In this case, the results are enough to gag a maggot. I wasn't expecting much going in -- anticipating a story of rich high-school kids taking an ocean cruise under a stern skipper. That is, what I figured was a coming-of-age movie along the lines of something about boot camp or basic training, the kind in which the drill sergeant says, "My duty is to snap you out of your winsome civilian ways." Well, it IS that, in a way. The kids start out as kids and end up as an organic group. But this is far hokier than any boot-camp movie I've ever seen, outside of a deliberate comedy. Who WROTE this thing? The air is filled with slogans that belong, not in high school, but in the third grade. The dialog offends the ear.

Jeff Bridges usually does a better-than-average job but in this case his performance is mediocre. He brings nothing extra to the part, although given his lines, it's hard to know how he could do much with them.
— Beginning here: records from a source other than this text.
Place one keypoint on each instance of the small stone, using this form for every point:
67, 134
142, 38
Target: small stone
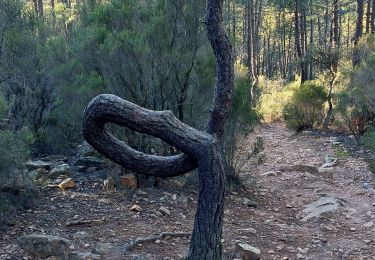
248, 252
135, 208
83, 256
62, 169
67, 183
129, 181
250, 203
35, 165
80, 235
141, 193
248, 230
369, 224
43, 246
103, 248
164, 211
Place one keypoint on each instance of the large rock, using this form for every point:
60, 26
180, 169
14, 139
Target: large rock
319, 207
129, 181
329, 162
83, 256
34, 165
88, 157
103, 248
58, 170
17, 181
43, 246
248, 252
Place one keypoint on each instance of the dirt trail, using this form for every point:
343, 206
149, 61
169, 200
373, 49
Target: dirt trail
287, 179
347, 233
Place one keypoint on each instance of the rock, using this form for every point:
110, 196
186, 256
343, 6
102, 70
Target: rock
141, 193
299, 168
250, 203
271, 173
182, 201
17, 182
248, 252
87, 162
80, 235
248, 230
86, 150
62, 169
129, 181
103, 248
164, 211
87, 157
83, 256
329, 162
67, 183
369, 224
135, 208
300, 256
366, 185
34, 165
43, 246
109, 184
322, 205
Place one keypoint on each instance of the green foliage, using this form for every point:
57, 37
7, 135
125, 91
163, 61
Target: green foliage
14, 148
239, 124
3, 107
275, 95
356, 99
306, 107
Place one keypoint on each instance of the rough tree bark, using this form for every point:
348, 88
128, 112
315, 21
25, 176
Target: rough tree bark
199, 149
358, 33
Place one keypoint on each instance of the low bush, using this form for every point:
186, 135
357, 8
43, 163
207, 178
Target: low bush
14, 149
3, 107
305, 110
274, 97
240, 122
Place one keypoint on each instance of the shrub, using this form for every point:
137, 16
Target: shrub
240, 122
306, 107
274, 96
3, 107
356, 100
14, 149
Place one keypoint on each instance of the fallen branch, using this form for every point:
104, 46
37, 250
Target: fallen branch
132, 243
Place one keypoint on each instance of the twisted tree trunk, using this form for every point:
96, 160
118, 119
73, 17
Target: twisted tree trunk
199, 149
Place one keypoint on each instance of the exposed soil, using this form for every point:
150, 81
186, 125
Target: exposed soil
285, 186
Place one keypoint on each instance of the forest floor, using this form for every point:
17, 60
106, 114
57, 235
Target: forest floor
288, 181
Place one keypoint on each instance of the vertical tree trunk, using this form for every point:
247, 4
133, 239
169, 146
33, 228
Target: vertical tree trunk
53, 13
358, 33
333, 69
40, 9
368, 16
299, 41
202, 149
373, 17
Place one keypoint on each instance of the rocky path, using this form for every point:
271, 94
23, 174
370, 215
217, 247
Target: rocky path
299, 210
293, 192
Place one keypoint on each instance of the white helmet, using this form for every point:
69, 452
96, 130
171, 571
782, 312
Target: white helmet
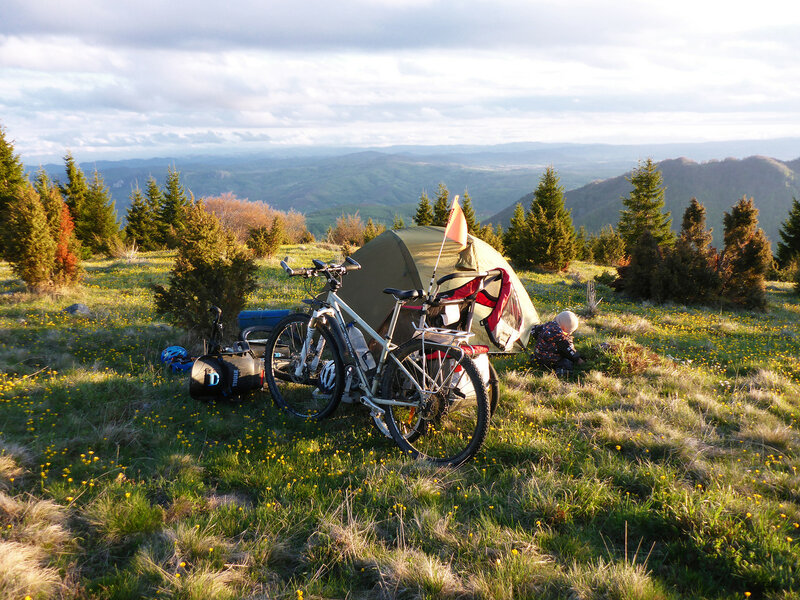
567, 320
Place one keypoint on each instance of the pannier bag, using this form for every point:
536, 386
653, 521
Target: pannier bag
505, 322
226, 375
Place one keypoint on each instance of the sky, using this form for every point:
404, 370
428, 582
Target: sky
142, 78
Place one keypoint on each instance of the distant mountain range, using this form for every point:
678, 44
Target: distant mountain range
718, 185
324, 183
The rest of the cast is undistinguished and a few of the kids are painfully inadequate. There's a lot of tearing up, and considerable crying. The best scene involves a dolphin.

The immature clichés continue to the very end. The Coast Guard is cast in the role of the hard-hearted court at the hearing that follows the disaster. The interrogator does nothing but hit Bridges over the head with his misinterpretations and misconstruction of events. "You let the crew drink alcohol, didn't you?" (A couple of harmless drinks.) "And you didn't punish them, though you punished them for killing a fish." (The dolphin business.) The technical details surrounding the sinking are left murky. What is a "white squall" anyway? And if it's as dangerous as Bridges claims, why weren't the whole crew alerted and wearing life vests? But why go on? If "The Albatross" were a Dreadnaught, it would still be torpedoed and sunk by the ludicrous comic-book script.